Toujours à l'aide de son téléphone, la victime devait pouvoir actionner klaxon et clignotants pour attirer l'attention sur le malfrat, tandis que le micro de la moto enregistrait tous les indices sonores pouvant permettre à la police d'identifier les voleurs. Et bien entendu, la B-King disposait d'un accès internet pour envoyer et lire ses emails ou recevoir les dernières infos météo...
"Nous avons admis que nous devions poursuivre nos recherches avant que de telles idées bénéficient réellement aux utilisateurs et nous ne les avons donc pas incorporées sur ce modèle", avoue Suzuki qui continue cependant à travailler pour permettre aux motards de lire Moto-Net.Com lors de leurs pauses au feu rouge !
Le tableau de bord reste donc finalement assez classique avec un large compte-tours dans lequel est placé un écran LCD où se trouvent les infos telles que l'heure, l'odomètre et deux trips journaliers, l'intervalle entre deux révisions, le temps de voyage, la vitesse moyenne, le niveau d'essence, la température moteur ou le mode de cartographie employé ("A" ou "B").
Sur la gauche se situent plusieurs témoins - point mort, feux de route, huile, surchauffe, etc. - tandis que sur la droite, un deuxième écran affiche lisiblement la vitesse et le rapport engagé. La clé s'insère dans la console du réservoir, sur laquelle se situent notamment les touches de sélection de cartographie ("A" ou "B").
Reste à savoir désormais ce que vaut la B-King sur route. Très impressionnant à voir, ce maxi-roadster l'est-il autant à piloter ? Et quelles intentions cache cette moto toute droit sortie de l'univers de Transformers : cherche-t-elle à nous protéger ou à nous détruire ?
Accessible !
En l'enfourchant - par dessus le haut dosseret et les sorties de pots -, on s'aperçoit avec joie que la selle ne culmine qu'à 805 mm du sol. Le roadster ménage ainsi la majorité des motards. Mais malgré tout, l'accessibilité de cette moto est limitée par son poids (235 kg à sec tout de même) et le volume déroutant qu'elle représente.
À l'arrêt, le train avant se montre lourd et les premières manoeuvres ne se font pas sans une certaine appréhension.
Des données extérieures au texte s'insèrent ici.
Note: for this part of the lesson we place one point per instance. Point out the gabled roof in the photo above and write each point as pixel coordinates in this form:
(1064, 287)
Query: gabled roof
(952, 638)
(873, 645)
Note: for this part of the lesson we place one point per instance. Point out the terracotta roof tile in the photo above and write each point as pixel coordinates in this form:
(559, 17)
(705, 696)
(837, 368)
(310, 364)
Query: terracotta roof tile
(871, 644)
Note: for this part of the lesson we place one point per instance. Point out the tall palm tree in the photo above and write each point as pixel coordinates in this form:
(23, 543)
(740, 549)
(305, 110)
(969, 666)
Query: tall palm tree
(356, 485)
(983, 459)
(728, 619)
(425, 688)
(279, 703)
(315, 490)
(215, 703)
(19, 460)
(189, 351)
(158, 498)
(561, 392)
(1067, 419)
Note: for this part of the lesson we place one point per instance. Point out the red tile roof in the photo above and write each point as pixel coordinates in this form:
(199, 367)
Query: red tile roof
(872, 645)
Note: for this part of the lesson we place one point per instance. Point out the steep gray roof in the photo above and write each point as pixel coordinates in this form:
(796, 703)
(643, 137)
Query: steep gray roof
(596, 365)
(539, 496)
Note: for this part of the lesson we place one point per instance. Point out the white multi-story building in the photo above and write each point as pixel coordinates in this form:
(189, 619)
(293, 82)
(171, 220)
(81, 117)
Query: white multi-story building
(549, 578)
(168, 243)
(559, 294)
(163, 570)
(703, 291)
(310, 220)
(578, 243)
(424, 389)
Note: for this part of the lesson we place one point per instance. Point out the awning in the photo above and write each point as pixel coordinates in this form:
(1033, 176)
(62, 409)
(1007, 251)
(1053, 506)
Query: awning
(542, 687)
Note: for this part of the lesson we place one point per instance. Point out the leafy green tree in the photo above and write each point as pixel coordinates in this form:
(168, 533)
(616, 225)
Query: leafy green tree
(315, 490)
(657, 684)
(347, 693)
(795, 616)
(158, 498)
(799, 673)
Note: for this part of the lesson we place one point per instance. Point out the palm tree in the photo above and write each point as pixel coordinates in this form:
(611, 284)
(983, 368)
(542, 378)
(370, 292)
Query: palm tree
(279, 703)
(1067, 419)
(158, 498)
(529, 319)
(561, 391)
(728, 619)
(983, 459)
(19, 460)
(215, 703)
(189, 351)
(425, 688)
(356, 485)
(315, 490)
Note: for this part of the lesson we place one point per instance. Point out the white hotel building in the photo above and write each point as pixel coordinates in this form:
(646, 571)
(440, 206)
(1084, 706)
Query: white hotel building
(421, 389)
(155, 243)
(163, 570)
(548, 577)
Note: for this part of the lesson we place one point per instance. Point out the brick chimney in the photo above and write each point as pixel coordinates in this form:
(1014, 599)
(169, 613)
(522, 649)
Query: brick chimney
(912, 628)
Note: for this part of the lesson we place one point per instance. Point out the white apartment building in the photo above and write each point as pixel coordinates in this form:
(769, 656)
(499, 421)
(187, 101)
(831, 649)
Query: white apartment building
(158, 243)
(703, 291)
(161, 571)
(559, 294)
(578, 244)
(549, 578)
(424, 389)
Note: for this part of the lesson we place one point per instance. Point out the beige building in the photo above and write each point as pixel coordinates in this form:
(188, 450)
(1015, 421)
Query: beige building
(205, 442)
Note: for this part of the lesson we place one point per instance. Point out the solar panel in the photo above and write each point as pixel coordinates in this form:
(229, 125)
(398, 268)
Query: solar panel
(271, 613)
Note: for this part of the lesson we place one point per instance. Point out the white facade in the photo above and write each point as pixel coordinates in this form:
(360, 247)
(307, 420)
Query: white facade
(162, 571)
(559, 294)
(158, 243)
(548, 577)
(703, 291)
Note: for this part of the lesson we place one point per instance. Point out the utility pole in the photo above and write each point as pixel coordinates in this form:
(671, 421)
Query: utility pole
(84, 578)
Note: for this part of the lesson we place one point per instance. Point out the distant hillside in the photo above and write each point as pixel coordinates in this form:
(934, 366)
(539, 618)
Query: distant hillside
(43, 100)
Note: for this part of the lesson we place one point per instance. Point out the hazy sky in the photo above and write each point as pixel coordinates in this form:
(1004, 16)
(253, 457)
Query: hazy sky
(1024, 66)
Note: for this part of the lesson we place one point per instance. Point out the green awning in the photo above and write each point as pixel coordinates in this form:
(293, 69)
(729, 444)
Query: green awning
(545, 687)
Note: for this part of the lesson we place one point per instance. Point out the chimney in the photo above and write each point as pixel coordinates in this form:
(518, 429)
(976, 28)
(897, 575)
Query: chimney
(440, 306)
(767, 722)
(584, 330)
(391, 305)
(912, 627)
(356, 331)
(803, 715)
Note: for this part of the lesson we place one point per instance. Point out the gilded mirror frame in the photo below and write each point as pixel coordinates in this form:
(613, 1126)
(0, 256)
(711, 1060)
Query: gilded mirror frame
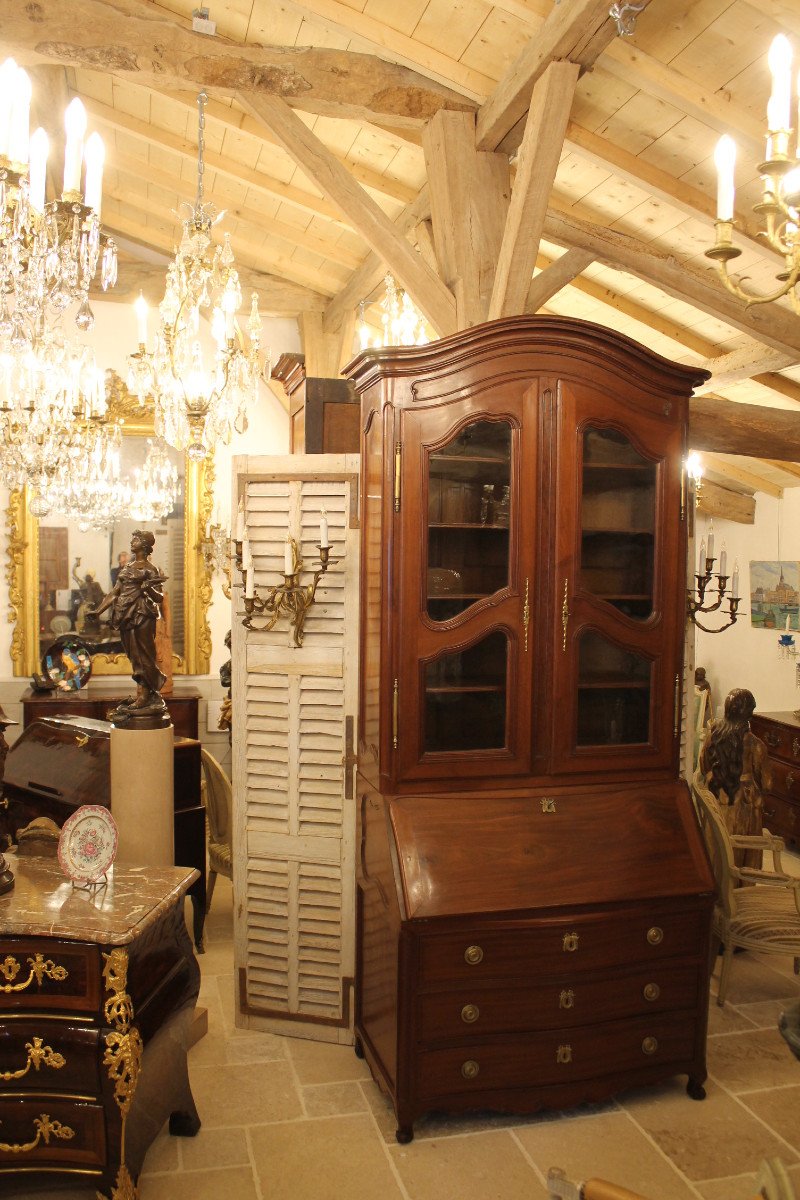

Une anxiété qui s'envole cependant dès que la B-King se met en mouvement : à très basse vitesse, on intègre vite la lourdeur de la direction et se faufiler dans le trafic devient une simple formalité.
La position de conduite est bien plus agréable qu'elle n'en a l'air. Avant tout, les genoux ne sont pas si écartelés que ce que la largeur du réservoir laissait présumer sur les photos en studio. De même, si l'accès au sol est aisé pour les "courts sur jambes", les "longs fémurs" sont agréablement surpris de ne pas sentir leurs rotules buter contre les flancs de la Suz.
Le guidon quant à lui est suffisamment proche pour ne pas fatiguer les avant-bras et les repose-pieds - un poil haut - offrent une surface de contact large et stable. Les leviers sont réglables : quatre positions pour le levier d'embrayage et six pour celui des freins avant.
La selle manque d'épaisseur mais sa forme et sa taille permettent de se caler efficacement lors des grosses accélérations que délivre le nouveau moteur. Pour les moins aguerris, mieux vaut d'ailleurs sélectionner le mode "B" afin de prendre en main ce gros méchant roadster...
En appuyant sur le bouton "B" - à l'arrêt et au point mort obligatoirement -, le moteur de 1340 cc voit ses courbes de puissance et de couple lissées : "en version Full, le pilote bénéficie de 70% des capacités du moteur", explique Pierre-Laurent Feriti, à qui les concepteurs japonais n'ont pas précisé les valeurs de la version française...
Mode "B" : Protéger
Dans les faits, la version assagie du moteur bridé (sic) délivre des performances raisonnables de manière totalement linéaire. Inutile pour les amateurs de sensations fortes - la cible même de ce produit -, le mode "B" permettra aux novices qui ont tanné leur pote pour tester le monstre de ne pas se sortir dès le premier virage...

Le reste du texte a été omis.